Data mutakhir menunjukkan adanya korban jiwa serta penanganan intensif yang masih terus berjalan di lokasi kejadian.
Hingga laporan terakhir dihimpun, jumlah korban meninggal dunia mencapai lima orang. Di saat yang sama, tiga korban lainnya dilaporkan masih terjebak dan sedang dalam upaya evakuasi oleh tim petugas di lapangan.
Direktur Utama PT KAI, Bobby Rasyidin, mengungkapkan bahwa korban yang telah mendapatkan penanganan medis jumlahnya mencapai puluhan orang.
“Perlu kami sampaikan update dari korban, pada saat ini meninggal dunia ada 5. Kemudian yang masih terperangkap itu ada sekitar 3. Dan yang sudah observasi ke rumah sakit itu berjumlah 79,” ujar Bobby, Selasa (28/4/2026).
Ia menerangkan bahwa para korban telah dibawa ke sejumlah fasilitas kesehatan yang berada tidak jauh dari lokasi kejadian. Tercatat ada sembilan rumah sakit yang menjadi rujukan, termasuk RS Primaya, RSUD Bekasi, RS Viola Bekasi, serta Mitra Keluarga.
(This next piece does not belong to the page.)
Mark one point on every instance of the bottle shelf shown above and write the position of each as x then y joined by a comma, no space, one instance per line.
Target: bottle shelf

Selain fokus pada penanganan korban, pihak KAI juga langsung membangun posko tanggap darurat di area Stasiun Bekasi. Keberadaan posko ini dimaksudkan untuk mempercepat koordinasi dan mempermudah proses penanganan di lapangan.
“Kemudian kita juga mengadakan posko tanggap darurat itu di Stasiun Bekasi ini,” lanjutnya.
Dari sisi operasional perjalanan kereta, sebagian jalur sudah mulai difungsikan kembali setelah proses evakuasi selesai dilakukan. Aktivitas perjalanan secara bertahap mulai dipulihkan.
“Per jam 1.24 WIB, track kita yang di jalur hilir itu sudah beroperasi, setelah kita tadi mengevakuasi mobil taksi bersama dengan KRL-nya yang tertemper oleh mobil taksi itu,” jelas Bobby.
Meski demikian, operasional di Stasiun Bekasi Timur untuk sementara dihentikan. Kebijakan ini diambil untuk mendukung kelancaran proses penanganan lanjutan di lokasi insiden.
“Sampai waktu nanti kita tentukan, Stasiun Bekasi Timur ini akan kita tutup sementara untuk commuter line, sehingga nanti layanan itu hanya sampai di Bekasi saja,” tutupnya.
Sebagai catatan, insiden ini terjadi pada Senin malam (27/4/2026), ketika Kereta Api Argo Bromo Anggrek bertabrakan dengan kereta rel listrik yang tengah berhenti. Peristiwa tersebut langsung memicu kepanikan di antara penumpang, baik yang berada di dalam rangkaian kereta maupun di area peron stasiun.
Benturan keras menyebabkan bagian lokomotif KA Argo Bromo masuk ke dalam gerbong belakang KRL. Kondisi ini mengakibatkan kerusakan yang cukup serius pada rangkaian kereta.
Kerusakan paling parah dilaporkan terjadi pada gerbong khusus perempuan. Sejumlah penumpang yang berada di dalamnya mengalami kesulitan untuk keluar karena akses terhalang oleh bangku serta bagian gerbong yang mengalami deformasi akibat benturan. (rd)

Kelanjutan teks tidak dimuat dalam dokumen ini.